Laksana di masyarakat agraris lainnya, suku Toraja bernyanyi dan menari selama musim panen. Tari Ma'bugi dilakukan untuk merayakan Hari Pengucapan Syukur dan tarian Ma'gandangi ditampilkan ketika suku Toraja sedang menumbuk beras Ada beberapa tarian perang, misalnya tarian Manimbong yang dilakukan oleh pria dan kemudian diikuti oleh tarian Ma'dandan oleh perempuan. 

 

Kepercayaan Aluk mengatur kapan dan bagaimana suku Toraja menari. Semacam tarian yang disebut Ma'bua hanya bisa dilakukan 12 tahun sekali. Ma'bua yaitu ritual Toraja yang penting ketika pemuka agama memakaikan kepala kerbau dan menari di sekeliling pohon suci.



Perlengkapan musik tradisional Toraja yaitu suling bambu yang disebut Pa'suling. Alat musik tiup suling berlubang enam ini dimainkan pada banyak tarian, misalnya pada tarian Ma'bondensan, ketika alat ini dimainkan bersama sekelompok pria yang menari dengan tidak berbaju dan berkuku jari panjang. 

 

Etnis Toraja juga memiliki alat musik lainnya, misalnya Pa'pelle yang dibuat dari daun palem dan dimainkan pada waktu panen dan ketika ritual pembukaan rumah.


Bahasa

 
Dominan  bahasa yang di pakai di Tana Toraja, dengan Sa'dan Toraja sebagai dialek bahasa yang utama. 

Tetapi Bahasa Indonesia sebagai bahasa nasional adalah bahasa resmi dan digunakan oleh masyarakat,namun bahasa Toraja pun diajarkan di semua sekolah dasar di Tana Toraja.
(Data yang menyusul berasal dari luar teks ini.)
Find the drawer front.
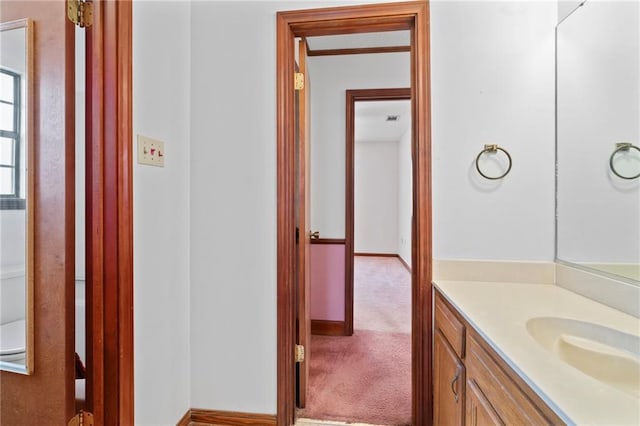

Berbagai  bahasa di Toraja antara lain Kalumpang, Mamasa, Tae' , Talondo' , Toala' , dan Toraja-Sa'dan, dan termasuk dalam rumpun bahasa Melayu-Polinesia dari bahasa Austronesia.

 

Awalnya, sifat geografis Tana Toraja yang terisolasi membentuk banyak dialek dalam bahasa Toraja itu sendiri. 

 

Sesudah adanya pemerintahan resmi di Tana Toraja, sebagian dialek Toraja menjadi terpengaruh oleh bahasa lain melalui proses transmigrasi, yang diperkenalkan sejak masa penjajahan. Oleh sebab itulah penyebab utama dari keragaman dalam bahasa Toraja.